Para alivio de su tormento, cerca del mediodía se vio Coteruco inundado por una lluvia de ejemplares del manifiesto de Patricio. La lectura del chusco documento fue la gota que hizo desbordar las iras de su pecho. Llamó a todos sus agentes y auxiliares; y aunque estaban ya bien instruidos para la empresa, les dijo:

Este infame papel de ese intrigante revoltoso, nos obliga a trabajar con mayor empeño. ¡Guerra sin cuartel, aunque haya necesidad de pegar fuego al pueblo! Al fin y al cabo hemos de ganar la batalla, y ganándola, todo lo nuestro se dará por bien hecho, por gordo y bárbaro que sea. Tú, Polinar, tienes la lista de la gente: para los que vayan, habrá vino a discreción y cigarros... Y diles que también tajadas abundantes. Para los que se nieguen y me están obligados... ¡basta la camisa! y si hace falta, garrotazo limpio, que yo respondo. ¿Entienden, camarás?

-Entendido -dijo Polinar; pero sepa usted que Patricio tiene pensado hacer de las suyas en el momento de votar la gente.

-Y ¿cómo se remedia eso?

-Pasando por mi mano todas las papeletas.
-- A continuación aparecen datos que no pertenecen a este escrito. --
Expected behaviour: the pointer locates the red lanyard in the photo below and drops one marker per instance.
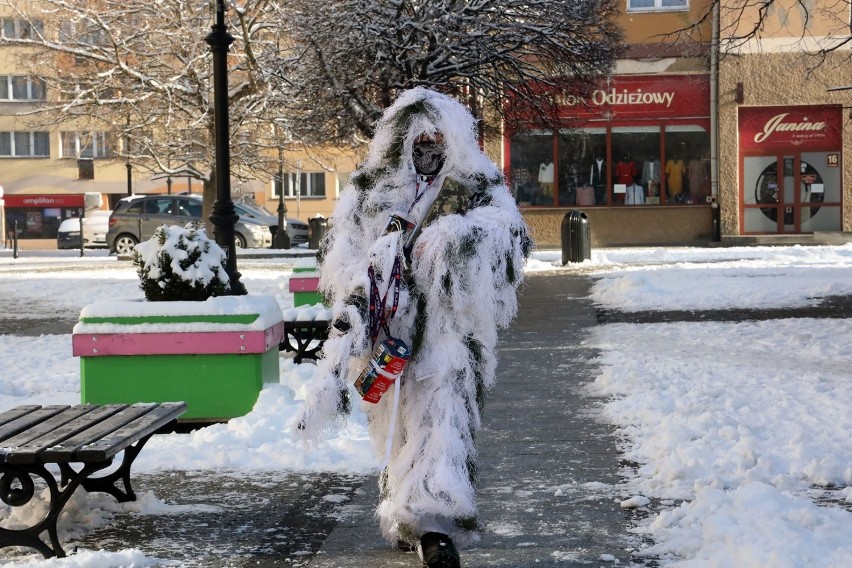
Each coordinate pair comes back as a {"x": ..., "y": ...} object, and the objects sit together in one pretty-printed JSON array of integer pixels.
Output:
[
  {"x": 379, "y": 316},
  {"x": 419, "y": 194}
]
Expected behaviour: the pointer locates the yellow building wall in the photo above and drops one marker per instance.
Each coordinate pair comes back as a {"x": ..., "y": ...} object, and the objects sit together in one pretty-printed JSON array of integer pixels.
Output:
[
  {"x": 776, "y": 79},
  {"x": 665, "y": 26}
]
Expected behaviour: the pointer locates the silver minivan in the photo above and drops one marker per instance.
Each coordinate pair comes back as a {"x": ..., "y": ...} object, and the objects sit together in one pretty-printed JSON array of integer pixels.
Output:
[{"x": 135, "y": 219}]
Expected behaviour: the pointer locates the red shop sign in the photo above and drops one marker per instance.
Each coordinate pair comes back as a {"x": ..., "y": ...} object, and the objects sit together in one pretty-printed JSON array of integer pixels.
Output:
[
  {"x": 782, "y": 128},
  {"x": 44, "y": 201},
  {"x": 639, "y": 97}
]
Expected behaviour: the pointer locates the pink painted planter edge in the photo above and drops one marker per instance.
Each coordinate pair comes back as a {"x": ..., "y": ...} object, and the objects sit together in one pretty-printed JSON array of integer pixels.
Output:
[
  {"x": 304, "y": 284},
  {"x": 177, "y": 343}
]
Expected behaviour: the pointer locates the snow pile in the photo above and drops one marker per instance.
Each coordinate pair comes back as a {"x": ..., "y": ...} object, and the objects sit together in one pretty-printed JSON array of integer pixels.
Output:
[{"x": 181, "y": 263}]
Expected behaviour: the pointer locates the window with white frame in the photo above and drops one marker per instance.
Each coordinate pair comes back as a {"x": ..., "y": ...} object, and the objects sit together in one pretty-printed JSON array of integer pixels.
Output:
[
  {"x": 86, "y": 145},
  {"x": 656, "y": 5},
  {"x": 12, "y": 28},
  {"x": 25, "y": 144},
  {"x": 21, "y": 88},
  {"x": 307, "y": 185}
]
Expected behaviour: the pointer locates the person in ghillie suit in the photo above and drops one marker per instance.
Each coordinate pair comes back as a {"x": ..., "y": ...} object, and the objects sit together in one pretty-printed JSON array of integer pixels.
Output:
[{"x": 444, "y": 295}]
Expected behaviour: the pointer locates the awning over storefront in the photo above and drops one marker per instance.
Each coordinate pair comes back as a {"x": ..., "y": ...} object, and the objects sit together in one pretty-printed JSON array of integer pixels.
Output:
[{"x": 43, "y": 201}]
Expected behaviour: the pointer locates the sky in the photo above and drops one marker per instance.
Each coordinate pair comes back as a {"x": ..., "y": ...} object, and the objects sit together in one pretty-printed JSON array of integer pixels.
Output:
[{"x": 740, "y": 429}]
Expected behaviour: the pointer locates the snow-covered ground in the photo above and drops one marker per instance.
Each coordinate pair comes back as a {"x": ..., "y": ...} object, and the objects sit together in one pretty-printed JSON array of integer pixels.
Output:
[{"x": 740, "y": 430}]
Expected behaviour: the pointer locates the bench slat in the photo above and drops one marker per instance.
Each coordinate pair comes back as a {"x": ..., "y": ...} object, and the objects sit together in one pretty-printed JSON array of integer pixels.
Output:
[
  {"x": 28, "y": 451},
  {"x": 26, "y": 421},
  {"x": 116, "y": 441},
  {"x": 65, "y": 451},
  {"x": 12, "y": 446},
  {"x": 17, "y": 412}
]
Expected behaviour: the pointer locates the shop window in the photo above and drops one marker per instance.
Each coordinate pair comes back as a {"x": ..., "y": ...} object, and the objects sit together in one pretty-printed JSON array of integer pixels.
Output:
[
  {"x": 86, "y": 145},
  {"x": 25, "y": 144},
  {"x": 637, "y": 167},
  {"x": 304, "y": 184},
  {"x": 21, "y": 29},
  {"x": 85, "y": 168},
  {"x": 687, "y": 165},
  {"x": 21, "y": 88},
  {"x": 656, "y": 5},
  {"x": 532, "y": 172},
  {"x": 578, "y": 153}
]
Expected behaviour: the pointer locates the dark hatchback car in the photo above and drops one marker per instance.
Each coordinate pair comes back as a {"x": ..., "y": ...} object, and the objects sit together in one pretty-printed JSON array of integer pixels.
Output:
[{"x": 136, "y": 218}]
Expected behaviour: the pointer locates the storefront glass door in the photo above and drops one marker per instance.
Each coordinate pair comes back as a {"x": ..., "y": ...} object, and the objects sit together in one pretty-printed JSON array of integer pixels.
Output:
[{"x": 792, "y": 193}]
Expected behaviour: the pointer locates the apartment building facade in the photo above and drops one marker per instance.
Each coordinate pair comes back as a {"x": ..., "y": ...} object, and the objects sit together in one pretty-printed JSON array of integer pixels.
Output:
[{"x": 682, "y": 144}]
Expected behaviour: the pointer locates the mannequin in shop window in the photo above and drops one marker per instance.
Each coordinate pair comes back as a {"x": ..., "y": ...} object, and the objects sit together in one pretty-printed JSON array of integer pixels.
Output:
[
  {"x": 545, "y": 181},
  {"x": 675, "y": 171},
  {"x": 651, "y": 176},
  {"x": 569, "y": 181},
  {"x": 597, "y": 179},
  {"x": 635, "y": 193},
  {"x": 695, "y": 169},
  {"x": 625, "y": 170}
]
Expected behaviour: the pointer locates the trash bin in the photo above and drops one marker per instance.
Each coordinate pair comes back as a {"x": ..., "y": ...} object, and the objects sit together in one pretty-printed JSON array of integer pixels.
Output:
[
  {"x": 576, "y": 237},
  {"x": 316, "y": 231}
]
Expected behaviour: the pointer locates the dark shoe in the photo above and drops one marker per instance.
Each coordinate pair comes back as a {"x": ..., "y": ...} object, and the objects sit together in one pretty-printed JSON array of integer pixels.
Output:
[{"x": 439, "y": 552}]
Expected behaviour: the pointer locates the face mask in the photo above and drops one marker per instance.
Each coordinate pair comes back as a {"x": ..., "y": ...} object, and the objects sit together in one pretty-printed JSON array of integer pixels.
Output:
[{"x": 428, "y": 157}]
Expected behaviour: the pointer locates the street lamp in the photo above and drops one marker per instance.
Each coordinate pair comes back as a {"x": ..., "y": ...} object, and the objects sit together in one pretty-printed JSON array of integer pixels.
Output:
[
  {"x": 282, "y": 239},
  {"x": 224, "y": 215}
]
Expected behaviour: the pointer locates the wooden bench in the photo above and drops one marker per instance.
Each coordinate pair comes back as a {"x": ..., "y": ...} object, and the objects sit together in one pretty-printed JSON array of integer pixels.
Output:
[
  {"x": 32, "y": 437},
  {"x": 305, "y": 338}
]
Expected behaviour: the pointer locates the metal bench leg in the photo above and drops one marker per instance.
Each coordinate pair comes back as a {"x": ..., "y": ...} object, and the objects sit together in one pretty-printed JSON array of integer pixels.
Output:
[
  {"x": 17, "y": 489},
  {"x": 108, "y": 483}
]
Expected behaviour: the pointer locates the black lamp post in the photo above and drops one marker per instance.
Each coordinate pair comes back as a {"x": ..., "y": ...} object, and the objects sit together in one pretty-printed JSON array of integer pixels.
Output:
[
  {"x": 224, "y": 215},
  {"x": 282, "y": 239}
]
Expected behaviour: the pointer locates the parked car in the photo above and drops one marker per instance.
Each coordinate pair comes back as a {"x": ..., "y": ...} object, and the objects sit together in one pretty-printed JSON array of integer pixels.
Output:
[
  {"x": 95, "y": 226},
  {"x": 136, "y": 218},
  {"x": 297, "y": 230}
]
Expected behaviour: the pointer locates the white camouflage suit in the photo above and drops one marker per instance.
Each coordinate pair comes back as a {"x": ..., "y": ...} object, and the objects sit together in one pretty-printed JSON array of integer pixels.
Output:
[{"x": 460, "y": 287}]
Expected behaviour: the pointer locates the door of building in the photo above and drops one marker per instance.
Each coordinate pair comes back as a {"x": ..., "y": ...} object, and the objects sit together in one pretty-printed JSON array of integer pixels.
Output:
[
  {"x": 790, "y": 193},
  {"x": 790, "y": 178}
]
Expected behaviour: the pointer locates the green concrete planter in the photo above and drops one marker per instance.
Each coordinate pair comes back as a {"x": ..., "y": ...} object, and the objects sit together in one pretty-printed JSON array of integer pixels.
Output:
[{"x": 214, "y": 355}]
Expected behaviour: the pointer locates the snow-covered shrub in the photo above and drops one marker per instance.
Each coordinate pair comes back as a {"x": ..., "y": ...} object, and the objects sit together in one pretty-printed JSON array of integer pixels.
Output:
[{"x": 181, "y": 263}]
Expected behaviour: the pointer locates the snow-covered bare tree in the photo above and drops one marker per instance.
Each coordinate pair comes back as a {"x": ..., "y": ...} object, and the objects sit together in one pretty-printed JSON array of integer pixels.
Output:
[
  {"x": 816, "y": 27},
  {"x": 141, "y": 73},
  {"x": 348, "y": 59}
]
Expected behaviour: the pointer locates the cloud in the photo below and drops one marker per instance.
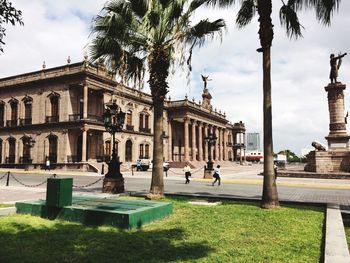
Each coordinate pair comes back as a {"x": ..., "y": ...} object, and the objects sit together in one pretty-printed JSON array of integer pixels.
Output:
[{"x": 300, "y": 68}]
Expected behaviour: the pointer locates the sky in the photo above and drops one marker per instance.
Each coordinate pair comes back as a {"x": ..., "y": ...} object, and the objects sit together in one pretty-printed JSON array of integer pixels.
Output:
[{"x": 54, "y": 30}]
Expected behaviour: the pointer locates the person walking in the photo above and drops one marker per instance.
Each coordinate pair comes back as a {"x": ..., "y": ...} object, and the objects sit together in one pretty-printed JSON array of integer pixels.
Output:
[
  {"x": 187, "y": 170},
  {"x": 47, "y": 164},
  {"x": 217, "y": 174}
]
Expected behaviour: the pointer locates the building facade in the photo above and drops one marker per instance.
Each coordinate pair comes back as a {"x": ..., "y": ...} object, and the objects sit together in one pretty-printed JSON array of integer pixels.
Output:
[{"x": 57, "y": 113}]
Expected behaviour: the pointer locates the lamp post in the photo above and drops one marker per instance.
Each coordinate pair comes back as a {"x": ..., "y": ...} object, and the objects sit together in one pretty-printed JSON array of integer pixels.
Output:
[
  {"x": 113, "y": 119},
  {"x": 210, "y": 139}
]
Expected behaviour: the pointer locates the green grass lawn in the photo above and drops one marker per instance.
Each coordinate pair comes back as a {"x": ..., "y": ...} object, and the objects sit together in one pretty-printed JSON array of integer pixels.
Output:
[
  {"x": 6, "y": 205},
  {"x": 231, "y": 232}
]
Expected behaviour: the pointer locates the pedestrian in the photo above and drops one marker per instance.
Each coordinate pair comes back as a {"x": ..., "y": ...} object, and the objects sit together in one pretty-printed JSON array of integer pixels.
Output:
[
  {"x": 275, "y": 169},
  {"x": 187, "y": 170},
  {"x": 217, "y": 174},
  {"x": 47, "y": 164},
  {"x": 138, "y": 165}
]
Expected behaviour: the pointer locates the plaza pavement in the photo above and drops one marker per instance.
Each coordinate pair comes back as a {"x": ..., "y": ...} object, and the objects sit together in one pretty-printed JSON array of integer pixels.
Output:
[{"x": 247, "y": 175}]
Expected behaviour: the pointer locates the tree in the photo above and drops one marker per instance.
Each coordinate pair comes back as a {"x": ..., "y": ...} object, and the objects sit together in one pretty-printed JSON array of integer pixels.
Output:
[
  {"x": 8, "y": 14},
  {"x": 137, "y": 35},
  {"x": 288, "y": 17}
]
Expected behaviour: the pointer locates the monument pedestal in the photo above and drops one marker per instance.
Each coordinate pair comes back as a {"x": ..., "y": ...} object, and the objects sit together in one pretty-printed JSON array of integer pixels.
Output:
[{"x": 113, "y": 185}]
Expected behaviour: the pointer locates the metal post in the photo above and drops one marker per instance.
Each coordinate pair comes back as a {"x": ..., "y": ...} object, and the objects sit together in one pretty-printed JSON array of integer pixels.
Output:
[{"x": 8, "y": 178}]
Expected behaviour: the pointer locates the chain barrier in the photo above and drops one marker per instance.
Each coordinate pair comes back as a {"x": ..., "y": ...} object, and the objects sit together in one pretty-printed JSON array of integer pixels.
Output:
[
  {"x": 87, "y": 185},
  {"x": 2, "y": 177},
  {"x": 29, "y": 185}
]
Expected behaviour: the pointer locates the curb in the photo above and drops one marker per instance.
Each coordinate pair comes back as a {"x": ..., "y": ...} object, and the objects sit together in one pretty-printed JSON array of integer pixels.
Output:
[{"x": 336, "y": 247}]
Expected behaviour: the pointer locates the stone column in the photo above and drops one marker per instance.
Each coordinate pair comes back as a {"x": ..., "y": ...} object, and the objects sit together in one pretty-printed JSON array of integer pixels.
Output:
[
  {"x": 170, "y": 142},
  {"x": 225, "y": 144},
  {"x": 186, "y": 139},
  {"x": 84, "y": 145},
  {"x": 85, "y": 98},
  {"x": 217, "y": 144},
  {"x": 220, "y": 144},
  {"x": 338, "y": 137},
  {"x": 193, "y": 140},
  {"x": 200, "y": 141},
  {"x": 205, "y": 143}
]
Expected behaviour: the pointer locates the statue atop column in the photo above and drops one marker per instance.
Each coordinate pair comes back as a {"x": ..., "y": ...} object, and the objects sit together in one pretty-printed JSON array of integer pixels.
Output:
[
  {"x": 206, "y": 95},
  {"x": 335, "y": 63}
]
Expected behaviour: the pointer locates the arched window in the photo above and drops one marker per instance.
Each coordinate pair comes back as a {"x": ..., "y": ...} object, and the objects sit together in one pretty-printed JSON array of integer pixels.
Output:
[
  {"x": 128, "y": 151},
  {"x": 14, "y": 113},
  {"x": 144, "y": 122},
  {"x": 12, "y": 150},
  {"x": 26, "y": 154},
  {"x": 28, "y": 105},
  {"x": 53, "y": 148},
  {"x": 141, "y": 151},
  {"x": 129, "y": 125},
  {"x": 54, "y": 101},
  {"x": 147, "y": 156}
]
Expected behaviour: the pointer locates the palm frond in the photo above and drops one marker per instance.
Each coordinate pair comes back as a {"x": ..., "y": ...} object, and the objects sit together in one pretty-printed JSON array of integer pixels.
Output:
[
  {"x": 246, "y": 13},
  {"x": 289, "y": 19}
]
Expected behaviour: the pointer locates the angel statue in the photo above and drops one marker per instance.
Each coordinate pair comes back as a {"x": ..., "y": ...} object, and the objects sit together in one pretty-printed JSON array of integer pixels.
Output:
[
  {"x": 205, "y": 79},
  {"x": 335, "y": 65}
]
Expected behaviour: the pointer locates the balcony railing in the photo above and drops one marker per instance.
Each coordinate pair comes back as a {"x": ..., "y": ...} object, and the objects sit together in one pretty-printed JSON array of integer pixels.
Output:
[
  {"x": 10, "y": 159},
  {"x": 130, "y": 127},
  {"x": 25, "y": 159},
  {"x": 95, "y": 118},
  {"x": 52, "y": 119},
  {"x": 12, "y": 123},
  {"x": 145, "y": 130},
  {"x": 75, "y": 117},
  {"x": 23, "y": 122},
  {"x": 103, "y": 158}
]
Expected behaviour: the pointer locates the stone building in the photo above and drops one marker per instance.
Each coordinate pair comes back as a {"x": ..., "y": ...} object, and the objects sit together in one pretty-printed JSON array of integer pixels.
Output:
[{"x": 56, "y": 113}]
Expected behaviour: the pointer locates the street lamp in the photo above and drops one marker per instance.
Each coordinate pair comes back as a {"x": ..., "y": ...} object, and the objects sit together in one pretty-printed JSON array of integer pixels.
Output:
[
  {"x": 113, "y": 119},
  {"x": 210, "y": 139}
]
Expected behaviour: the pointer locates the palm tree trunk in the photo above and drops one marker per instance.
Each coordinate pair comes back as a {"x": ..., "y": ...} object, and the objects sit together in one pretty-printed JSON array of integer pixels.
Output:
[
  {"x": 157, "y": 184},
  {"x": 269, "y": 195},
  {"x": 159, "y": 63}
]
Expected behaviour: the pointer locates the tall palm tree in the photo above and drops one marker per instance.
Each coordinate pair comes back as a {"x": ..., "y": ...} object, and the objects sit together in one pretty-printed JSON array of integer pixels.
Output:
[
  {"x": 137, "y": 35},
  {"x": 288, "y": 17}
]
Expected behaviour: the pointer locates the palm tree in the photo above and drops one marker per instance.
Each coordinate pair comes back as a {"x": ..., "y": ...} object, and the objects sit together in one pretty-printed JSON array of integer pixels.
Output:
[
  {"x": 288, "y": 17},
  {"x": 137, "y": 35}
]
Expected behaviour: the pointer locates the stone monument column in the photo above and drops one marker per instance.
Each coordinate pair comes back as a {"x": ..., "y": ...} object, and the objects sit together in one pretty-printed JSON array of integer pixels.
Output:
[
  {"x": 338, "y": 137},
  {"x": 186, "y": 139}
]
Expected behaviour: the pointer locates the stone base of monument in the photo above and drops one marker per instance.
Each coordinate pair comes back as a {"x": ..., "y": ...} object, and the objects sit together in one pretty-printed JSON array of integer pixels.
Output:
[
  {"x": 113, "y": 185},
  {"x": 328, "y": 161},
  {"x": 208, "y": 174},
  {"x": 89, "y": 210}
]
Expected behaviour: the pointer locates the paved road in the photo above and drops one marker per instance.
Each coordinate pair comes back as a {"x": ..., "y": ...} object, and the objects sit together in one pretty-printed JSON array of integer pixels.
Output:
[{"x": 239, "y": 186}]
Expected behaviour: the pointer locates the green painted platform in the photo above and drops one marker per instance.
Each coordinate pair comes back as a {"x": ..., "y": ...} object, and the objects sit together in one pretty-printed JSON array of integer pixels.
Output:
[{"x": 118, "y": 212}]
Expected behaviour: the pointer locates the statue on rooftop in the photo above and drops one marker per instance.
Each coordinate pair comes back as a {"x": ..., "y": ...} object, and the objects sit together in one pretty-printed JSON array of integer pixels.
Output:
[
  {"x": 335, "y": 63},
  {"x": 205, "y": 80}
]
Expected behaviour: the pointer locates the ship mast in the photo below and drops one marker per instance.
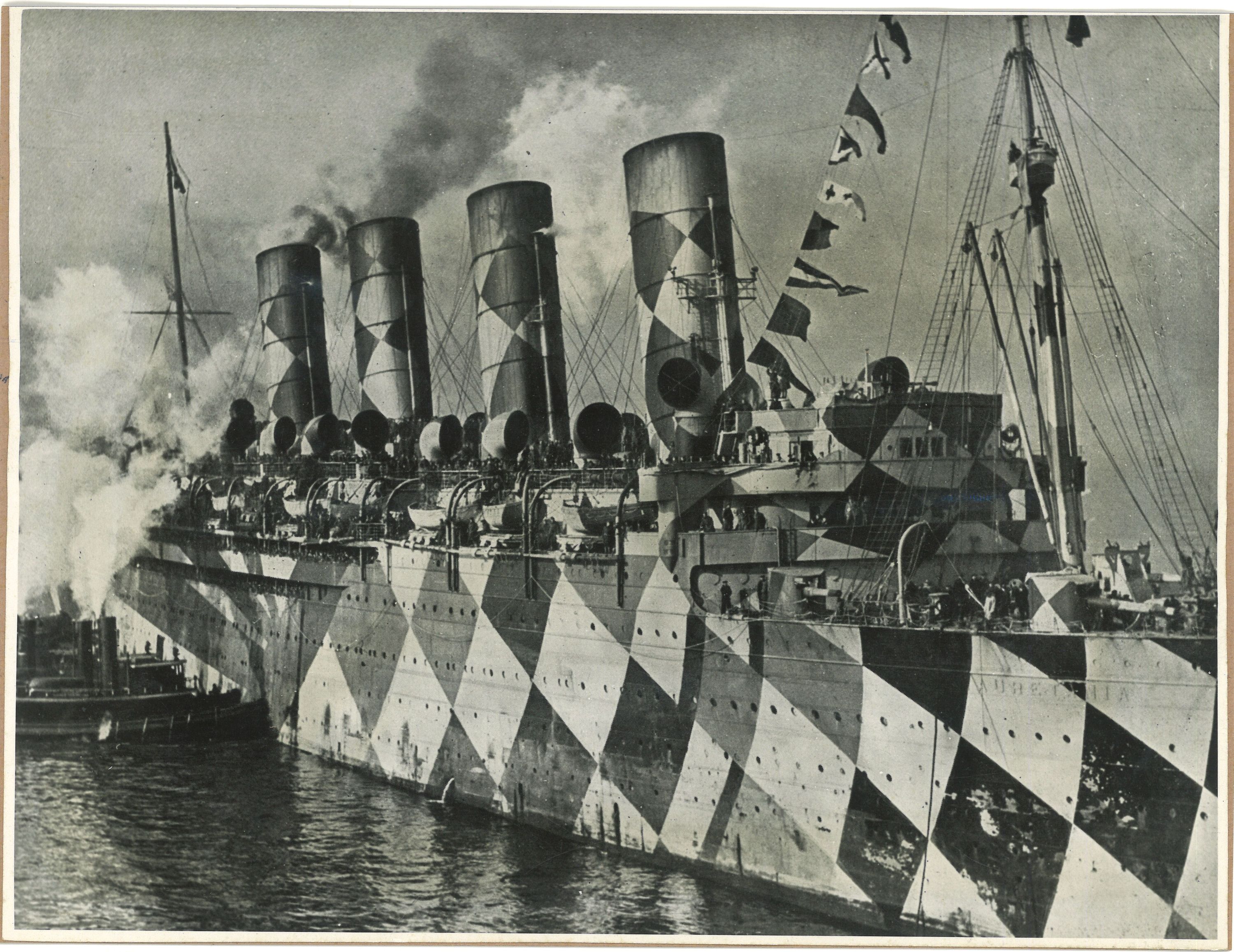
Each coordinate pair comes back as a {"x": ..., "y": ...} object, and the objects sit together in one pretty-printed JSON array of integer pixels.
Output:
[
  {"x": 1054, "y": 371},
  {"x": 176, "y": 263}
]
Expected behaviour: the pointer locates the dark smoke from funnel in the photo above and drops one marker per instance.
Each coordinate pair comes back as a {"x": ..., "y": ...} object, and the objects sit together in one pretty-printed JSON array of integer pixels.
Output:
[
  {"x": 458, "y": 125},
  {"x": 326, "y": 230}
]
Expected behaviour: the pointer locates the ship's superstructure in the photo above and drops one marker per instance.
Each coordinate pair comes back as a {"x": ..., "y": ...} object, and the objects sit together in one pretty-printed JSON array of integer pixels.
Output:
[{"x": 840, "y": 654}]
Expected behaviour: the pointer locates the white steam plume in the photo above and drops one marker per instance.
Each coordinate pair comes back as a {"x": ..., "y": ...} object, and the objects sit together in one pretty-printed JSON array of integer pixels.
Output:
[{"x": 84, "y": 502}]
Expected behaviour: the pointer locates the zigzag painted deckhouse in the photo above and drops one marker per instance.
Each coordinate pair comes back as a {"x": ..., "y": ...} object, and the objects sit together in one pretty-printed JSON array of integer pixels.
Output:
[{"x": 854, "y": 656}]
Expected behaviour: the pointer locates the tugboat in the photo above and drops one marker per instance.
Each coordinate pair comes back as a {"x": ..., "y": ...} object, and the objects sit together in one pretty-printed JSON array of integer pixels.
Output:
[{"x": 68, "y": 691}]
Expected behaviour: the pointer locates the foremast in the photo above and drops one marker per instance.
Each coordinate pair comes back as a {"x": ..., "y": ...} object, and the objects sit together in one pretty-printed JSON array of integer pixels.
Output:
[
  {"x": 173, "y": 182},
  {"x": 1053, "y": 363}
]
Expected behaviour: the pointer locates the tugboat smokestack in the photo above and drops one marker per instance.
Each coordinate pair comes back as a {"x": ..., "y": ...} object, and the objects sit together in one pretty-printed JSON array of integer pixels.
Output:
[
  {"x": 86, "y": 651},
  {"x": 108, "y": 651}
]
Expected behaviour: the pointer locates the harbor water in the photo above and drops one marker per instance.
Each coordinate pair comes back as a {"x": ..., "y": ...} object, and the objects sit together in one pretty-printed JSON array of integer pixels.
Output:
[{"x": 258, "y": 838}]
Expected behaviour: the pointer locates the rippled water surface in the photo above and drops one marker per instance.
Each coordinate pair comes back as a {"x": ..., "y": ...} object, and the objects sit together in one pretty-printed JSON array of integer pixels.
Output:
[{"x": 258, "y": 838}]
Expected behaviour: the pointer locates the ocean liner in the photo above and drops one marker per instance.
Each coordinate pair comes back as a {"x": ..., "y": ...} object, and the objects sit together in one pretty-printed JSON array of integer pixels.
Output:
[{"x": 858, "y": 656}]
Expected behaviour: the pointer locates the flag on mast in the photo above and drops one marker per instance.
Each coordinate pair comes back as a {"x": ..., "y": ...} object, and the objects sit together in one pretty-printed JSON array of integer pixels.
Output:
[
  {"x": 896, "y": 35},
  {"x": 1078, "y": 30},
  {"x": 836, "y": 194},
  {"x": 790, "y": 318},
  {"x": 846, "y": 147},
  {"x": 819, "y": 235},
  {"x": 805, "y": 274},
  {"x": 875, "y": 60},
  {"x": 768, "y": 355},
  {"x": 859, "y": 108}
]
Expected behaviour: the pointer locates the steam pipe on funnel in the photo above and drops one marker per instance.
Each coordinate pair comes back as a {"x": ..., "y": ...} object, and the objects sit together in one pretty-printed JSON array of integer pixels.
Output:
[
  {"x": 556, "y": 414},
  {"x": 720, "y": 290}
]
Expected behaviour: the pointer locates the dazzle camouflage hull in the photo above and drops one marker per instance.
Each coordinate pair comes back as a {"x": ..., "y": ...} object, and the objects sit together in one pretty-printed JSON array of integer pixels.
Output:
[{"x": 905, "y": 780}]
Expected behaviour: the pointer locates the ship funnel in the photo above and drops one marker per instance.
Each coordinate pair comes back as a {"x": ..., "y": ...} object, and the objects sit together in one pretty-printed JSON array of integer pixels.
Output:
[
  {"x": 294, "y": 332},
  {"x": 596, "y": 431},
  {"x": 522, "y": 352},
  {"x": 506, "y": 435},
  {"x": 277, "y": 436},
  {"x": 473, "y": 432},
  {"x": 242, "y": 429},
  {"x": 392, "y": 335},
  {"x": 371, "y": 430},
  {"x": 441, "y": 439},
  {"x": 321, "y": 436},
  {"x": 682, "y": 237}
]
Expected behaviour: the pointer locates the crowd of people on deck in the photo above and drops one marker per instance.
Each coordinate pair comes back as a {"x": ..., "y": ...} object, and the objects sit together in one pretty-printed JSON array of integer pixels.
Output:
[{"x": 733, "y": 519}]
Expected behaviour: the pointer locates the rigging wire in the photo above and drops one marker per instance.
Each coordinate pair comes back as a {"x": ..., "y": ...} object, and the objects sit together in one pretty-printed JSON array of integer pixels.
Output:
[
  {"x": 1195, "y": 76},
  {"x": 1137, "y": 377},
  {"x": 912, "y": 208},
  {"x": 1088, "y": 115}
]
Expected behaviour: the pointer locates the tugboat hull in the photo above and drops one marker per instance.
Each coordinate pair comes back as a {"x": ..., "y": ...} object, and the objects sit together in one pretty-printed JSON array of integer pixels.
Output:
[{"x": 142, "y": 719}]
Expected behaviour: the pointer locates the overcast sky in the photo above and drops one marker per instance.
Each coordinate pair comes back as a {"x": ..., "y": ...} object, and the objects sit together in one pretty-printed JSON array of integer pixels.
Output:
[{"x": 406, "y": 114}]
-¿Es decir, haciéndote presidente de la mesa?

-Justo y cabal.

-Pues lo serás.

-De ese modo, no tema usted nada.

-¡Hay que ganar la elección en este pueblo, a todo trance! ¿Lo entendéis bien?... ¡A todo trance! ¡Yo respondo! En idéntico lenguaje hablaba Patricio, casi al mismo tiempo, a sus auxiliares. Si don Gonzalo tenía renteros, él también los tenía; si el uno era alcalde y Comandante general, de pantalla y relumbrón, el otro era la verdadera autoridad en el Ayuntamiento y entre los voluntarios; si las usuras del ambicioso hijo de Bragas le proporcionaban un contingente de votantes enmarañados en las redes de ciertos contratos firmados a obscuras, él tenía echados muchos lazos corredizos a otros tantos pescuezos, y estaba dispuesto a tirar de los cordeles que tenía en su mano, a la menor señal de indisciplina; si el indianete se valía de malas artes a última hora, él tenía las faltriqueras atestadas de fullerías para marear al más listo; y, por último, si el poderoso alcalde daba carne, pan, vino y cigarros a sus electores, el «honrado albitrante» daría eso mismo y algo más a los que le votaran.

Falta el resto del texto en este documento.